BOB GARFIELD: For those who do know what's going on, for those who submit a paper, understanding full well that there's no peer review, what does that mean to us at the end of the process in the ecosystem of science?
JEFFREY BEALL: I think your question is asking how does this affect science. And the fact is new research builds on existing research that's recorded in the academic record. The result is that pseudoscience and non-science is being published bearing the imprimatur of science. And this has a tremendous negative effect on science itself, and on scientists.
BOB GARFIELD: I don't mind if my pastor has gotten a theological degree from a diploma mill and no actual training, but I’m really nervous, you know, if my airplane pilot has gotten his credentials the same way. Do I have to worry that in some areas of science, medicine and technology that the plane’s going to crash because the pilot’s a fraud?
JEFFREY BEALL: Yes, you do. Lawyers in legal cases, they often refer to scholarly articles to establish the truth in a case. Public policymakers rely on research. And the medical profession also relies on research as it gets translated into clinical practice. And the more bad research we have published in the system, the more that research negatively affects the entire ecosystem, as you say.
BOB GARFIELD: Do you ever get kind of wistful about the bad old days of monopolist academic publishers and limited access?
JEFFREY BEALL: Well, I do. There were a lot of good things about the old model, and that's not to say there’s not good things about the new model. But the old model played a very important validation function. If your article was published in one of the traditional publisher’s journals, everybody knew that it had to go through a very rigorous peer review. Today, we don't know if a particular article is a good one or not.
BOB GARFIELD: What do we do?
JEFFREY BEALL: The problem is, in most cases, the predatory publishers aren't doing anything wrong. They enjoy the same benefit of freedom of speech that we all enjoy. I've made a list of them and have been advising scholars not to submit their work to them, not to serve on their editorial boards.
BOB GARFIELD: And some of them don't like your list. One Indian publisher threatened to sue you for billion dollars and to file a criminal complaint that would put you in jail for three years?
JEFFREY BEALL: I’ve gotten a couple of threatening letters from publishers. Fortunately, none has resulted in a lawsuit.
BOB GARFIELD: [LAUGHS] And what has the University of Colorado done for you? Have they encouraged you to keep on keepin’ on, or perhaps to keep a slightly lower profile?
JEFFREY BEALL: I get mixed messages from my university. Legal staff will represent me in case a lawsuit really does get filed. Universities these days are too much controlled by the public relations departments, I think, and they want news to be happy. They're not happy at my university, I think, with a list of predatory publishers. They’re more happy to have a story about students distributing turkeys on Thanksgiving.
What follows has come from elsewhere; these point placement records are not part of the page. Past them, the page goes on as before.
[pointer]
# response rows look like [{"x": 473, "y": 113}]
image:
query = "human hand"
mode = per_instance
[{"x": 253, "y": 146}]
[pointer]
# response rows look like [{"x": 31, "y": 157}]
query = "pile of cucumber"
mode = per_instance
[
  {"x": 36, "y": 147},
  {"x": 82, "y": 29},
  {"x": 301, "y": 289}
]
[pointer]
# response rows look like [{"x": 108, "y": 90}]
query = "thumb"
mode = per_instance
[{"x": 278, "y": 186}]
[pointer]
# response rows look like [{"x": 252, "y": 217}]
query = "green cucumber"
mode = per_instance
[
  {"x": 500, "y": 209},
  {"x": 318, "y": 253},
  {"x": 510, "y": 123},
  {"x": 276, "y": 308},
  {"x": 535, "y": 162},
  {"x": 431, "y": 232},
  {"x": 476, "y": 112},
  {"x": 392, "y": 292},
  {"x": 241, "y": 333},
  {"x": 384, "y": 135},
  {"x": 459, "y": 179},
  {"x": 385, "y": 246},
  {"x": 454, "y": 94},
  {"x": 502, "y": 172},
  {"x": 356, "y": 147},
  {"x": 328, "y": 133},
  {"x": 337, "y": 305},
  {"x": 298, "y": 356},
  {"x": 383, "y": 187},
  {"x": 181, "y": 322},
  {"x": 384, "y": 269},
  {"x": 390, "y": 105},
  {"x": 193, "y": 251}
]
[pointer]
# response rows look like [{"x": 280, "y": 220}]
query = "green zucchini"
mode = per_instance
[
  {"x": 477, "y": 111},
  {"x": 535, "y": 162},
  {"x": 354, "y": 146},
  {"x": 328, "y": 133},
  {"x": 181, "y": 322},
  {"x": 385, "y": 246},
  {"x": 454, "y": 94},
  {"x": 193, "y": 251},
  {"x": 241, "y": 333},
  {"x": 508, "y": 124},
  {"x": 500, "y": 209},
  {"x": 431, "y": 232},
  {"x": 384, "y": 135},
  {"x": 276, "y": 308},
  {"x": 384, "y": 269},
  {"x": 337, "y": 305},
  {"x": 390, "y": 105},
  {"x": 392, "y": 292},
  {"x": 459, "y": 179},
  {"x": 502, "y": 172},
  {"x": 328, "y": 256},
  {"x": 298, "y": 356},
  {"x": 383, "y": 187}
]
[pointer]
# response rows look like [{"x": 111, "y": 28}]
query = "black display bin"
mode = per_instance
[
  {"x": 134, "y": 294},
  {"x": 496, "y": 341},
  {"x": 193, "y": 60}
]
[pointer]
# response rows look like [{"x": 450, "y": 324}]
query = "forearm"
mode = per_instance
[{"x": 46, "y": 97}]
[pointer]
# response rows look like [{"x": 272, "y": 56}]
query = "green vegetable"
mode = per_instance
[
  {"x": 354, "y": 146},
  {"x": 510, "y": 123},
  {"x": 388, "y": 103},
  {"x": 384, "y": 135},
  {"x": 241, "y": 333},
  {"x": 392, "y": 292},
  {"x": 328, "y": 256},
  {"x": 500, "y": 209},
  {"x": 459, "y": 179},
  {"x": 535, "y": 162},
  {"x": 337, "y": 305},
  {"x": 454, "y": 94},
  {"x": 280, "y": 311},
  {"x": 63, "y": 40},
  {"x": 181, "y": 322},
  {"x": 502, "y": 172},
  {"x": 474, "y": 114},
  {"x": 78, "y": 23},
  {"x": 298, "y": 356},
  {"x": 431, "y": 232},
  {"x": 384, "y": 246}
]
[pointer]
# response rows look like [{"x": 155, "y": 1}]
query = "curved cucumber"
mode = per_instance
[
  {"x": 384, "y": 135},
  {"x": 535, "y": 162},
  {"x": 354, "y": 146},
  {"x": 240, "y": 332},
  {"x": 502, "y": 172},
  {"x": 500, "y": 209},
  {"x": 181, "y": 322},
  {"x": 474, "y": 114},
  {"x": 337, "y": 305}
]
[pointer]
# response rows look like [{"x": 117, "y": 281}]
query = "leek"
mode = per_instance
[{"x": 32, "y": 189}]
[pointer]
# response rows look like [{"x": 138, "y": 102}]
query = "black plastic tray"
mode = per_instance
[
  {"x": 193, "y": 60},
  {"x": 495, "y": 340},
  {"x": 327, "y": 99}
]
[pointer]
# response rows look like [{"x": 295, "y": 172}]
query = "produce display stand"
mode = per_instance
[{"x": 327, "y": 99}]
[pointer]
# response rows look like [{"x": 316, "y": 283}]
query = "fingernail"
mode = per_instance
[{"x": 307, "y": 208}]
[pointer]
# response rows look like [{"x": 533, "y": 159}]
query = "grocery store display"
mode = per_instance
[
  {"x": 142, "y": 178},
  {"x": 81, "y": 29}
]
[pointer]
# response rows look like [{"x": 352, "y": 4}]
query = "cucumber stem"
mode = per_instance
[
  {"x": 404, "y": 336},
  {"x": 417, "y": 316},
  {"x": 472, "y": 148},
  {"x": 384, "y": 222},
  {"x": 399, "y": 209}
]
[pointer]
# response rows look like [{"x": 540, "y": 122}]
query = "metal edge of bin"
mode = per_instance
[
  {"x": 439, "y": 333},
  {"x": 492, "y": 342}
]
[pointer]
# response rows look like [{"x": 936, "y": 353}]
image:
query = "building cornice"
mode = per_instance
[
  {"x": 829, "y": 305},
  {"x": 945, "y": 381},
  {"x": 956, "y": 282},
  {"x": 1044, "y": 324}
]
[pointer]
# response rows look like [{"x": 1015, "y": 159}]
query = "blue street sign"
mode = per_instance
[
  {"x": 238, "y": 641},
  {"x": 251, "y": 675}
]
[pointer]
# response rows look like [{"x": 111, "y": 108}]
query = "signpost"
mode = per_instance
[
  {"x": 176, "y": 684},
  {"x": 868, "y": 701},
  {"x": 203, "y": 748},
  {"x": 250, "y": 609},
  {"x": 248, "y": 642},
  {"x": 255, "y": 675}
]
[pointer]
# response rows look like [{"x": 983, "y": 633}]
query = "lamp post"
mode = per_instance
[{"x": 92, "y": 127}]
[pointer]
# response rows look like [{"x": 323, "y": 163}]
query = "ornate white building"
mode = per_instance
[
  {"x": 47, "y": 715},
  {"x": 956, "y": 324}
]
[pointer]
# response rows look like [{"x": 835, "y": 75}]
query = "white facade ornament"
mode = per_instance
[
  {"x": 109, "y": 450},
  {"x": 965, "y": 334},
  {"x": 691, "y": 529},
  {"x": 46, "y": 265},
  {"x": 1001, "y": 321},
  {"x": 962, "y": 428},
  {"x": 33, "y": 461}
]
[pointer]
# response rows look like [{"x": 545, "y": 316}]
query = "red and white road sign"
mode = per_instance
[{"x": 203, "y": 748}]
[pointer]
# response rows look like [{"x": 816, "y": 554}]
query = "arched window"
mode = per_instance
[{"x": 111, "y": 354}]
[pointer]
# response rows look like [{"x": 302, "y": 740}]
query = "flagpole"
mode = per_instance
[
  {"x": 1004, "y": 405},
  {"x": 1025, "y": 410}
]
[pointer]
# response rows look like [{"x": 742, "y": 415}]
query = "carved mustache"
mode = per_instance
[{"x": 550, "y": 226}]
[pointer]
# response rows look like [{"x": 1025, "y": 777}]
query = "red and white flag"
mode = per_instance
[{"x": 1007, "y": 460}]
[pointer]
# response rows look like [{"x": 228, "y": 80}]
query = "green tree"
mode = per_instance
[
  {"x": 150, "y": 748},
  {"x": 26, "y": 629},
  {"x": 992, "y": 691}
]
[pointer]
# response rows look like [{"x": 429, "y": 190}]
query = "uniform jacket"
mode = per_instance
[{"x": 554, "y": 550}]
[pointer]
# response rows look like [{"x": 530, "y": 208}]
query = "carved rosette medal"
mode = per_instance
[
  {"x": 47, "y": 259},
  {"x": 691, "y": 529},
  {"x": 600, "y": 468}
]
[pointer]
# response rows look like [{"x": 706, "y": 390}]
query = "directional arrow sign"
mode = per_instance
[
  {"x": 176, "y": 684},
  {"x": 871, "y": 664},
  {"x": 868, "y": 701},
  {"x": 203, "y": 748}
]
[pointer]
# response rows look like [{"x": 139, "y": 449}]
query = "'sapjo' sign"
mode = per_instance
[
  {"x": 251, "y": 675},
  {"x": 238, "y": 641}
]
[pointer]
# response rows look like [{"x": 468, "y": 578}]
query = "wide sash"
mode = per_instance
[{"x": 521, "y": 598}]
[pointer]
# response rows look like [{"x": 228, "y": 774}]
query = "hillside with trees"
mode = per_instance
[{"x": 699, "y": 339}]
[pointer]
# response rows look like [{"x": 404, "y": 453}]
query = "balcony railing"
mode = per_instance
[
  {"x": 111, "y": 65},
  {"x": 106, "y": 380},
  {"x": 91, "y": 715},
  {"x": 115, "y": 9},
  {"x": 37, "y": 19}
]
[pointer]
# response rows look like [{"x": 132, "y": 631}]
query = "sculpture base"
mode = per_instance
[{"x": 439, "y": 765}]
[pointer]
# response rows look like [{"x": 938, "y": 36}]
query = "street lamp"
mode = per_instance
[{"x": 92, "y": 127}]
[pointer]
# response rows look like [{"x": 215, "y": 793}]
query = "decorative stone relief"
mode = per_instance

So there has been some pressure on me. Most of it is indirect pressure, but it’s pressure nonetheless. It’s like the farther you get away from my university, the more my list is, is respected. And the closer you get, the less it’s respected.
BOB GARFIELD: Well then, I would certainly discourage you from going on any national radio programs to [LAUGHS] – to talk about this.
JEFFREY BEALL: [LAUGHS] A lot of people have been helped by avoiding these predatory publishers. It's very easy to fall for their scams. So every day I get emails thanking me for my work.
BOB GARFIELD: All right, Jeffrey, thank you so much.
JEFFREY BEALL: My pleasure, Bob.
BOB GARFIELD: Jeffrey Beall is a scholarly initiatives librarian at the University of Colorado at Denver, and the author of “Beall’s List.”